Court finds fed law supersedes Arizona ‘balance billing’ law

Court finds fed law supersedes Arizona ‘balance billing’ law

Hospitals that accept payment from the state’s Medicaid program can’t then try to collect more by going after money owed to the patient, the Arizona Supreme Court ruled Monday.

In a unanimous ruling, the justices voided sections of state law that have, until now, allowed hospitals to impose financial liens on others when the amount paid by the Arizona Health Care Cost Containment System, AHCCCS, doesn’t cover what they say are the full bill charges. Justice Clint Bolick, who wrote the opinion, said the practice – and the Arizona laws that have allowed it – violate federal law.

The ruling is most immediately a victory for about 50 patients who found that hospitals that provided their care were not trying to seize money due to the patients.

Attorney Lance Entrekin said that can include a situation where the patient was in an automobile accident and was trying to collect money from the driver of the other vehicle.

In some cases the patients agreed to pay a negotiated amount in exchange for the hospital releasing the lien. Other cases involved those who simply challenged the liens.

But Monday’s decision now sets a binding precedent, forever precluding the practice.

Central to the case is AHCCCS, which provides free or low-cost medical coverage for those of limited income. The medical providers that have contracts with AHCCCS agreed to accept what it offers in payments.

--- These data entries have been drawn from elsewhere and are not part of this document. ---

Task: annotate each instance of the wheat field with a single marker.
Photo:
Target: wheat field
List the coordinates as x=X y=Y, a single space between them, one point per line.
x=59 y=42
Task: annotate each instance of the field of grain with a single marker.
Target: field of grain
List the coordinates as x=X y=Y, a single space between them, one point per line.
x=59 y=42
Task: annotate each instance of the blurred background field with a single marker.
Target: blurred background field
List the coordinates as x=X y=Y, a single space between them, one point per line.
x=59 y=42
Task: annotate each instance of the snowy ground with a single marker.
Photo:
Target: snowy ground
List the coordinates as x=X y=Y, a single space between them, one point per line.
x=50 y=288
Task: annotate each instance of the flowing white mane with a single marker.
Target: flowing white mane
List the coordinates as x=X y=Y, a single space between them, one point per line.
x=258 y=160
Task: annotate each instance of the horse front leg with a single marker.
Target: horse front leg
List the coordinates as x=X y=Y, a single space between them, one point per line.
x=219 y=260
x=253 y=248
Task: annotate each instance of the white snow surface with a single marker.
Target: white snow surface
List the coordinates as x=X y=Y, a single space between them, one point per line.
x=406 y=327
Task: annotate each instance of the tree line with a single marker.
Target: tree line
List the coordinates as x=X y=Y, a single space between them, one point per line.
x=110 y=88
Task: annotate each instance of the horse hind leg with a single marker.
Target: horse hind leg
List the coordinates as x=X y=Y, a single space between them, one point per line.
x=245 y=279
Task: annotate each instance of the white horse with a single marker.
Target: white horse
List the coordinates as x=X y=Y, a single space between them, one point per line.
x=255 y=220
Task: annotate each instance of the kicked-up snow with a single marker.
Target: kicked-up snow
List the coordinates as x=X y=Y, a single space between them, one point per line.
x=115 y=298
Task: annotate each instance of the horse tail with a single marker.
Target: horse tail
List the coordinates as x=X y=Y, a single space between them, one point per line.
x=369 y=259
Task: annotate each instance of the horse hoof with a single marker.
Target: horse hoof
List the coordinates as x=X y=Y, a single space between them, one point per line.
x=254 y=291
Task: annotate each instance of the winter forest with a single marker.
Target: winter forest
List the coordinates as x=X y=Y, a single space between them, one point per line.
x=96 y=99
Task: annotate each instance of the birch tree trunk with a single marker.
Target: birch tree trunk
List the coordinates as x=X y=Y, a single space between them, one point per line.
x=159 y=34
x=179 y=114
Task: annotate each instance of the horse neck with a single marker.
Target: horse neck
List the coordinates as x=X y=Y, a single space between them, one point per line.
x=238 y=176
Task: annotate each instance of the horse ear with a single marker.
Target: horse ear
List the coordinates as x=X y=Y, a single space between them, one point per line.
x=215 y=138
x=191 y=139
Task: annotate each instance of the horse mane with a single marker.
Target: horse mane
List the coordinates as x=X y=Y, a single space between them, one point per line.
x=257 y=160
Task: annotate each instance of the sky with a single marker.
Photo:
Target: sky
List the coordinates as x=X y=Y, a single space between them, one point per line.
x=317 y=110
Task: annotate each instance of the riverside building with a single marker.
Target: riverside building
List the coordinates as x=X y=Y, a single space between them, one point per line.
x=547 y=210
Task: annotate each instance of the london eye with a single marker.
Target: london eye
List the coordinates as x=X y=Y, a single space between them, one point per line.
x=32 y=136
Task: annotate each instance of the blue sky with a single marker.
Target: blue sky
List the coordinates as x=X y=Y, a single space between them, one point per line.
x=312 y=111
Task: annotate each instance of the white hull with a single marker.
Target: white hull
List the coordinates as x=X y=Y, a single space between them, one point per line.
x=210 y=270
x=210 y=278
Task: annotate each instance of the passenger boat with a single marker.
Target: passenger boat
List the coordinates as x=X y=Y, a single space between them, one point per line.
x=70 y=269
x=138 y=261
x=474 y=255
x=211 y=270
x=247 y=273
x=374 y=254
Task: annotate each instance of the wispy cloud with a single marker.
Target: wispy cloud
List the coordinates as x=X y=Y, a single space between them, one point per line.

There is no question but that hospitals cannot engage in “balance billing,” going after the patient directly for what AHCCCS does not pay.

But the hospitals argued that state law has specifically allowed to place a lien – essentially a claim – on any funds that may be due the patient from someone who was responsible for causing that person’s injury.

Bolick acknowledged the Arizona law. But he said, in essence, that there was a higher power to consider: federal law.

He said that law expressly provides that state Medicaid programs must limit their participation to provide who accepts the amounts provided by the agency as “payment in full.”

“The hospitals’ liens are designed to secure payment from third parties in excess of the Medicaid reimbursement,” Bolick wrote. “Such use of the lien statutes cannot coexist with the federal prohibition against balance billing, and therefore the statutes so applied are pre-empted.”

Attorney Richard Burnham who represents the nearly three dozen hospitals that had been sued, said his clients have not been pursuing the liens since a trial judge ruled against them several years ago. They had been hoping the Supreme Court would overrule that decision and allow them to reinstate the practice.